What is needed is to call arch_sync_dma_for_{cpu,device} (which is what I
went with initially, but then decided to re-use drm/msm's
sync_for_{cpu,device}). But you are also saying those functions aren't for
driver use, and I doubt IOMMU maintainers will want to add wrappers for
these functions just to satisfy this "not for driver use" requirement.

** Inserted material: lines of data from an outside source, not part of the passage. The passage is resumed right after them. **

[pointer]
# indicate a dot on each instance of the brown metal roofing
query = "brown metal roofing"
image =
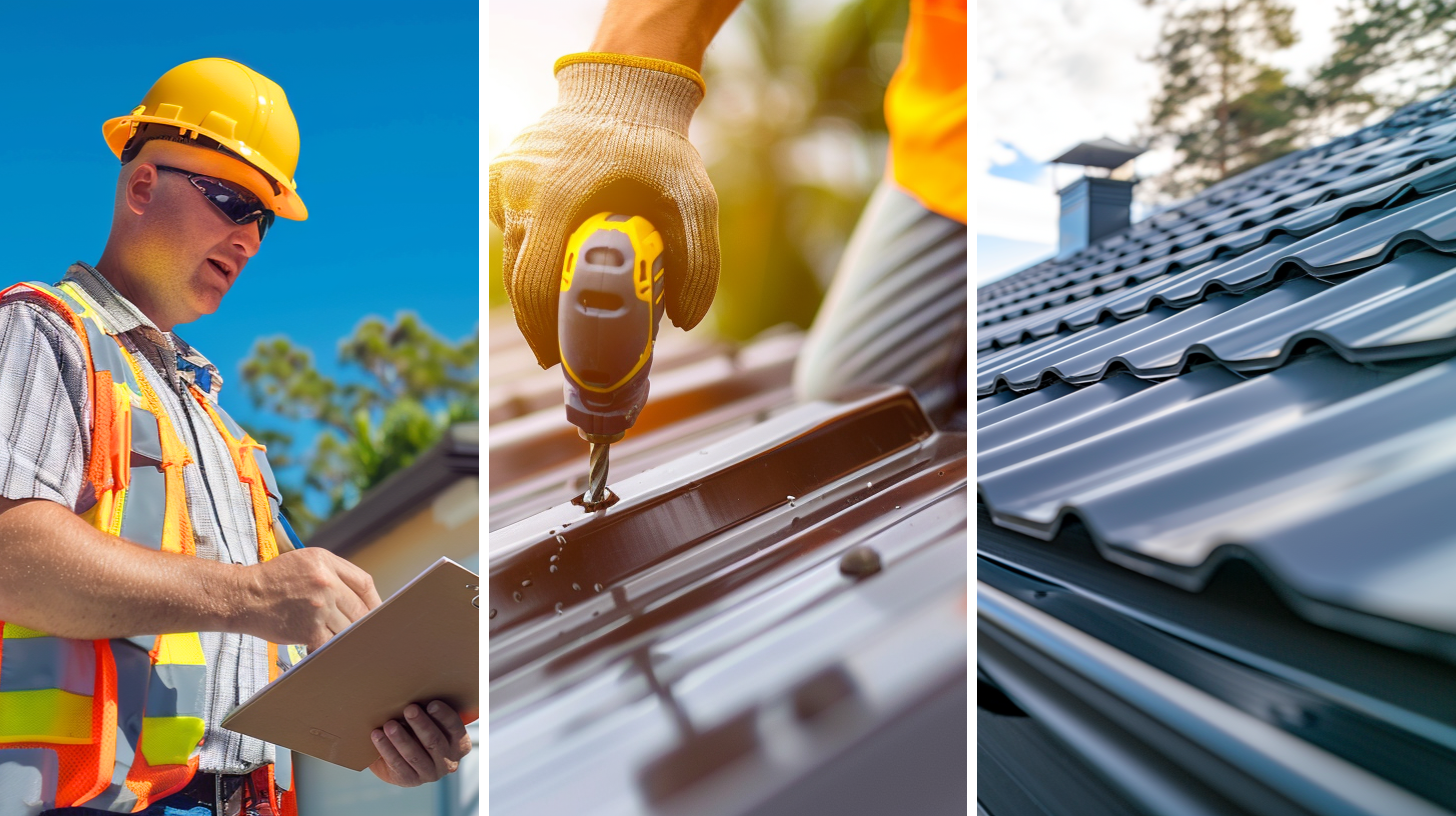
(708, 627)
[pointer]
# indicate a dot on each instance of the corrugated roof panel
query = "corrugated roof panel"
(1405, 308)
(529, 445)
(1328, 475)
(698, 647)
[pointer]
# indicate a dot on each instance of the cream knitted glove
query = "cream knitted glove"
(615, 140)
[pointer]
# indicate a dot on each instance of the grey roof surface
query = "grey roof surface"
(1260, 373)
(401, 496)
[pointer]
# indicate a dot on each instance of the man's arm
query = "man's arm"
(64, 577)
(677, 31)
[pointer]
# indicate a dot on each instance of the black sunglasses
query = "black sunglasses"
(238, 204)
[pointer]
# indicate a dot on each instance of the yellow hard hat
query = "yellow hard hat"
(232, 105)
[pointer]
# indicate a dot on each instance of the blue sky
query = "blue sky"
(1051, 73)
(388, 107)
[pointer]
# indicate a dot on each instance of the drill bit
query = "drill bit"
(597, 475)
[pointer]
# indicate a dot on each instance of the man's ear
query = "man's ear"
(141, 187)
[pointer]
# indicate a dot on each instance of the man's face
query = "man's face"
(188, 254)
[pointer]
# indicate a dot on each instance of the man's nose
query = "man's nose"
(246, 238)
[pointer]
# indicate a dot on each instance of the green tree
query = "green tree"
(414, 386)
(1220, 105)
(794, 137)
(1388, 54)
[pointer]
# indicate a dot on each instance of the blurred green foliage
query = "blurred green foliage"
(1388, 54)
(794, 136)
(1226, 110)
(1222, 107)
(414, 386)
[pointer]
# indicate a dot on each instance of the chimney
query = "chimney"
(1094, 207)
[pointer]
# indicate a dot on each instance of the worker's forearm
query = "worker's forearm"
(61, 576)
(677, 31)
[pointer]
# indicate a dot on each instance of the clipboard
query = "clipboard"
(421, 644)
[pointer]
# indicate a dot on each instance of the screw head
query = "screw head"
(859, 563)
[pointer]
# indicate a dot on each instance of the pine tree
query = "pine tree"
(1388, 54)
(1222, 107)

arch_sync_dma_for_{cpu,device} are low-level helpers (and not very
great ones at that). The definitively should not be used by drivers.
They would be very useful buildblocks for a IOMMU cache maintainance
API.

Of course the best outcome would be if we could find a way for the MSM
drm driver to just use DMA API and not deal with the lower level
abstractions. Do you remember why the driver went for use of the IOMMU
API?


One example why drm/msm can't use DMA API is multiple page table support (that is landing in 5.10), which is something that definitely couldn't work with DMA API.

Another one is being able to choose the address for mappings, which AFAIK DMA API can't do (somewhat related to this: qcom hardware often has ranges of allowed addresses, which the dma_mask mechanism fails to represent, what I see is drivers using dma_mask as a "maximum address", and since addresses are allocated from the top it generally works)

But let us imagine drm/msm switches to using DMA API. a2xx GPUs have their own very basic MMU (implemented by msm_gpummu.c), that will need to implement dma_map_ops, which will have to call arch_sync_dma_for_{cpu,device}. So drm/msm still needs to call arch_sync_dma_for_{cpu,device} in that scenario.